Wer das liest, wird sich wahrscheinlich wundern: Wie konnte Jan von Příbram, ein Mitarbeiter von Jakoubek von Stříbro, der Traktate zugunsten des Abendmahls in beiderlei Gestalt für Laien, Kinder inklusive, geschrieben hat, gerade das den Táboriten vorwerfen? Oder hat Příbram dies (oder ähnliches) in einem ganz bestimmten Kontext geschrieben? Leider wieder kein Hinweis, keine tiefere Analyse dieses sehr komplizierten Problems.
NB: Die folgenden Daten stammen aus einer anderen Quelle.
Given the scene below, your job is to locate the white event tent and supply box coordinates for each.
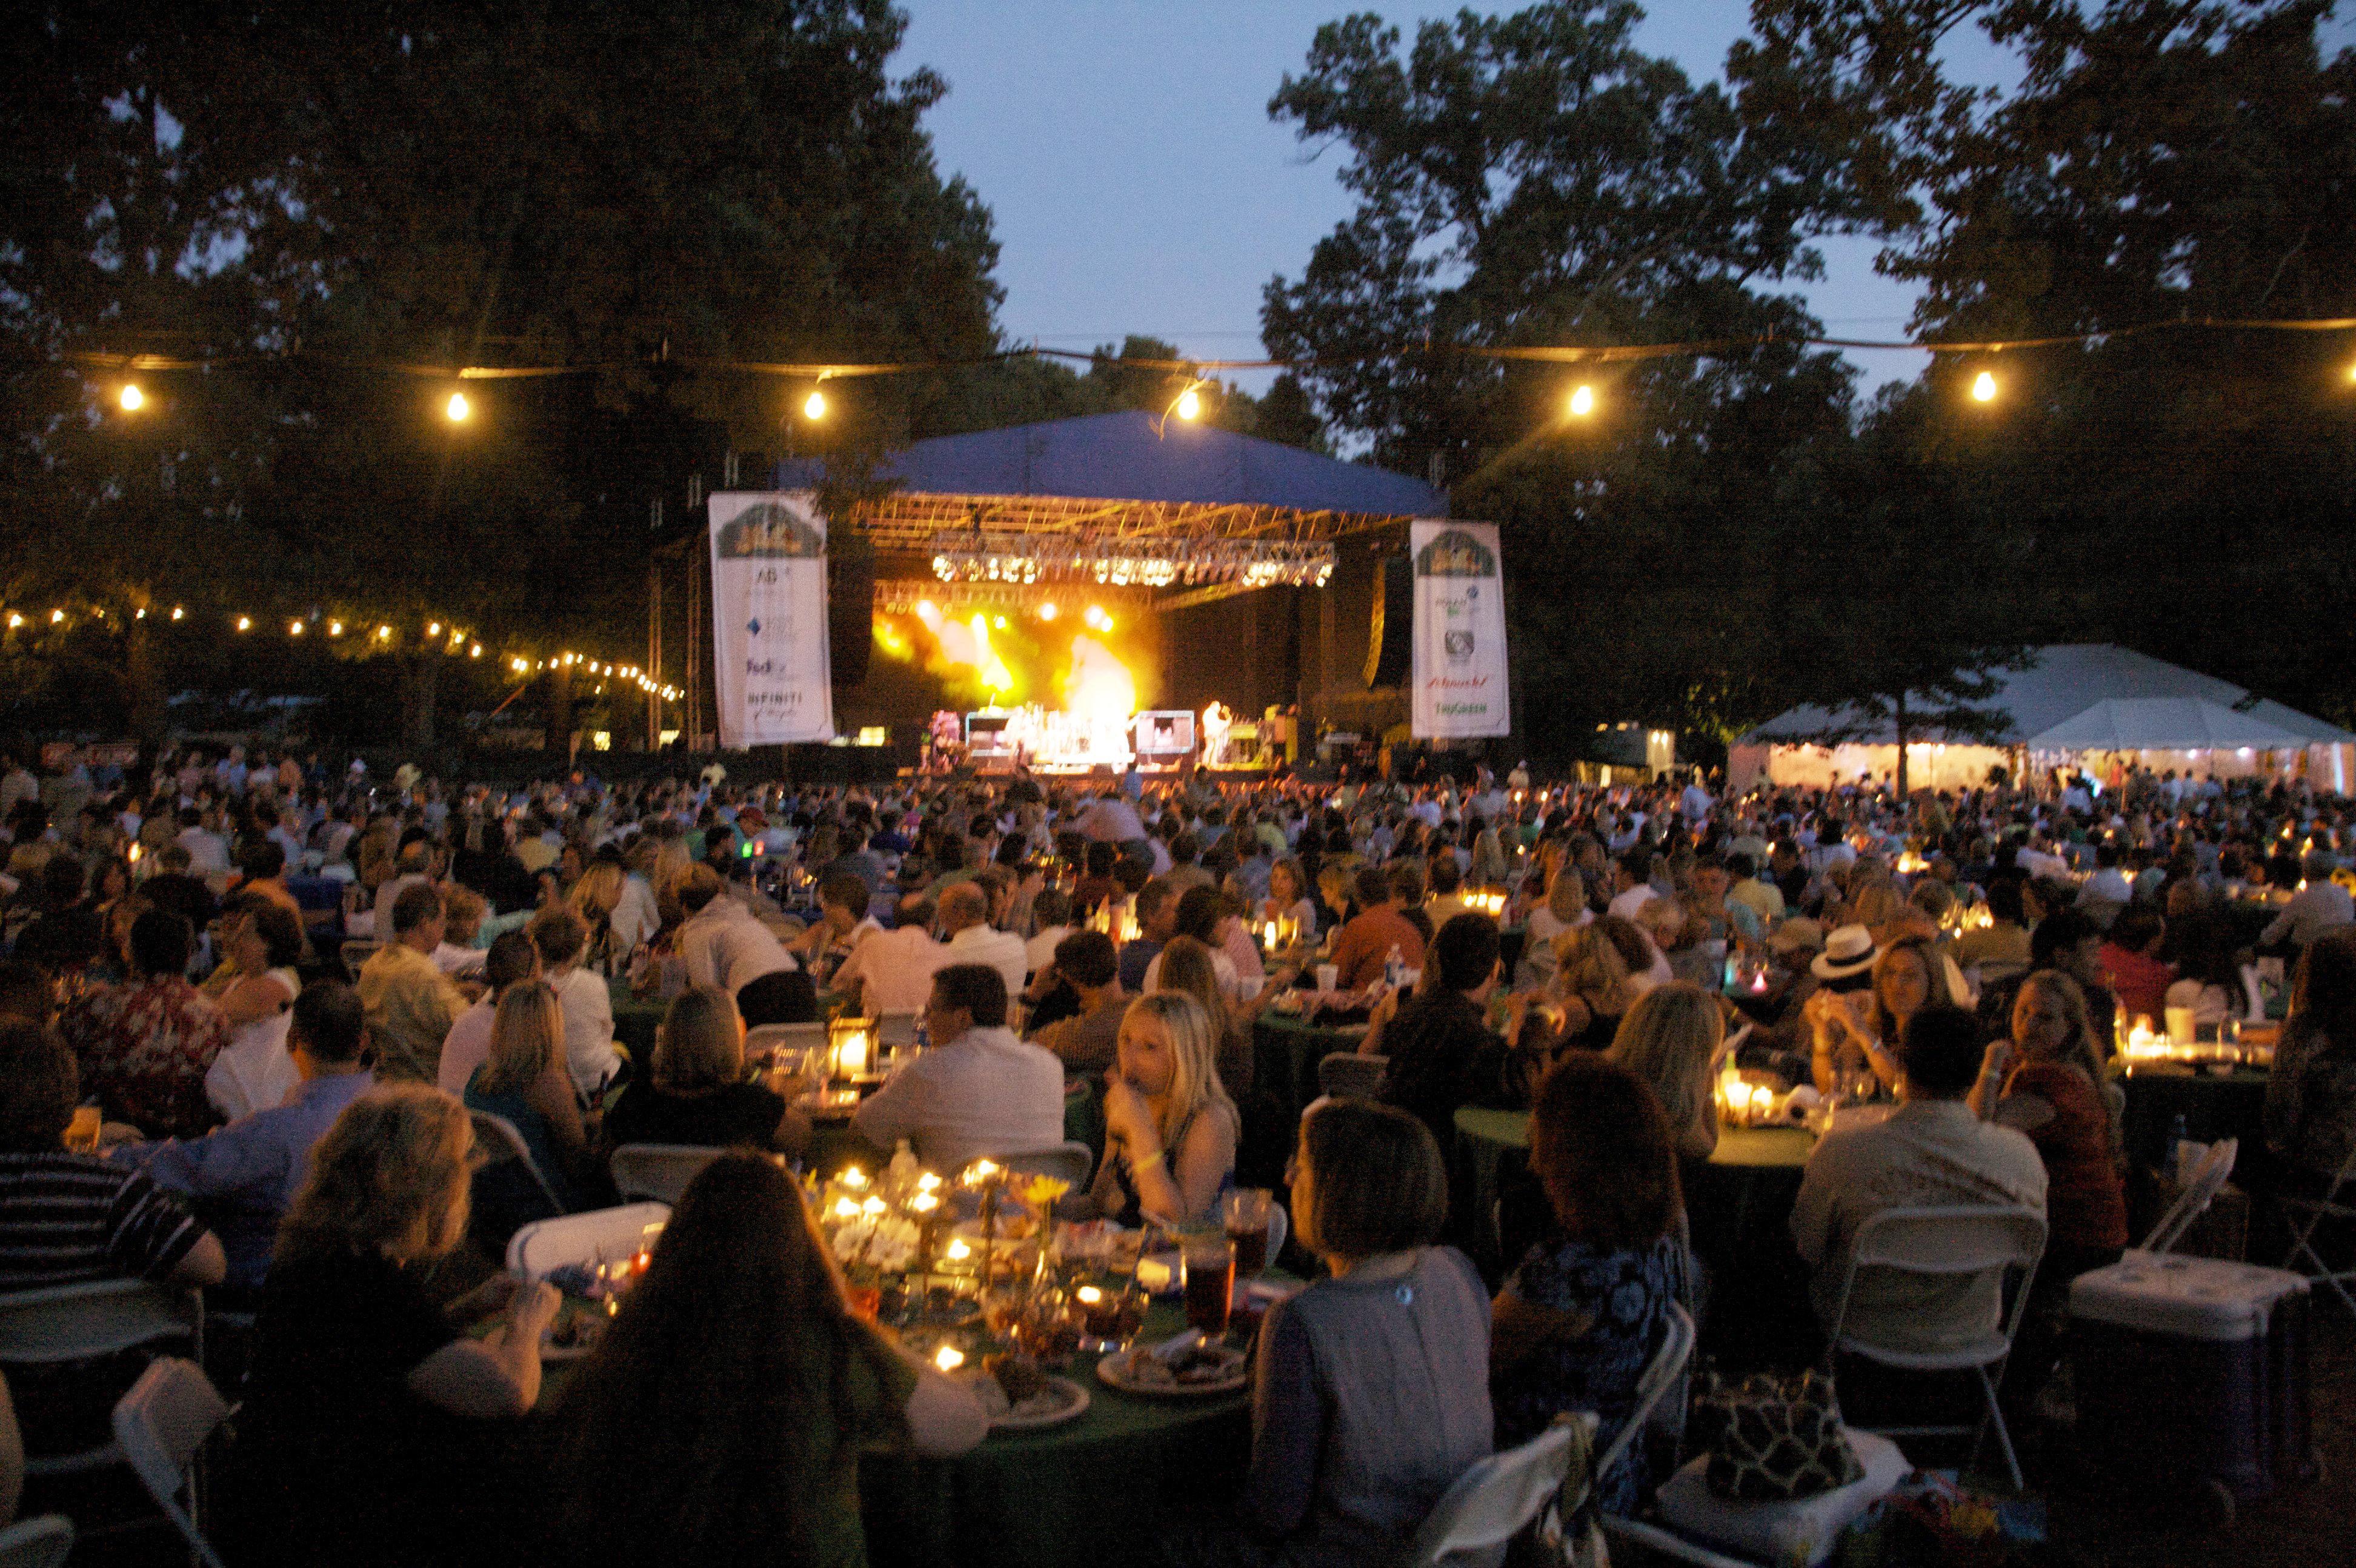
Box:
[1729,644,2356,793]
An vielen Stellen kommentiert Perett hussitische und antihussitische Lieder und Gedichte. Das ist an sich sehr nützlich und stellt wahrscheinlich den größten Wert des Buches dar. Aber auch hier bleiben die Erläuterungen häufig auf der Ebene einfacher Paraphrasierungen stecken und enthalten kaum eine tiefere Analyse. Und das trotz häufiger Aussagen der Autorin, dass das eine oder andere Thema bisher nicht ausreichend erforscht worden sei. Die von solchen und ähnlichen Behauptungen geschürten hohen Erwartungen wären auch dann kaum zu erfüllen, wenn die Untersuchung deutlich tiefer und genauer ansetzen würde. Leider dominiert so am Ende der Eindruck einer generellen Oberflächlichkeit.

Dazu kommen kleinere Fehler, die man zwar als auch anderswo übliche Tippfehler abtun könnte, die allerdings manches über die Sorgfalt, mit der gearbeitet wurde, aussagen. Obwohl der Band fast keine lateinischen Zitate enthält, finden wir in den wenigen trotzdem gravierende Fehler, z.B. incarnates statt incarnatus (54). Auf Seite 138 ist der Titel eines behandelten Werkes falsch angegeben (in der Originalsprache) und wirr auf englisch übersetzt: "Now you shoemakers of the true faith (Nuž křesťané viery pravé)" statt: "Now you shoemakers of the new faith (Nuž vy ševci viery nové)".

Trotz aller Probleme, die das Buch leider aufweist: Die allgemeine Bedeutung des Materials, das bisher in der englischsprachigen Mediävistik fast vollkommen ignoriert wurde, ist hoch. Marcela Perett leistet daher einen wichtigen Beitrag - wenn nicht unbedingt zur Erforschung der hussitischen Revolution, dann aber sicher zu einer weiteren Internationalisierung der tschechischen Hussitologie. Als solche ist ihre Arbeit unbedingt zu empfehlen, auch wenn sie mit Sorgfalt gelesen werden muss.


Anmerkungen:

[1] Vgl. etwa Companion to Jan Hus, hg. v. František Šmahel, Leiden 2015; From Hus to Luther: Visual Culture in the Bohemian Reformation (1380-1620), hg. v. Kateřina Horníčková, Michal Šroněk, Turnhout 2016; Pavel Soukup: Jan Hus, Stuttgart 2014.

[2] Um nur einige zu nennen: The Magnificent Ride: The First Reformation in Hussite Bohemia, Cambridge 1998; The Memory and Motivation of Jan Hus, Medieval Priest and Martyr, Turnhout 2013; The Trial of Jan Hus: Medieval Heresy and Criminal Procedure, Oxford 2013; Jan Hus between Time and Eternity: Reconsidering a Medieval Heretic, Lanham 2016; Jerome of Prague and the Foundations of the Hussite Movement, Oxford 2016. Seine Bücher sind freilich mit erhöhter Vorsicht zu lesen, siehe z. B. die Rezensionen von Howard Kaminsky, Karel Hruza und Jan Odstrcilik.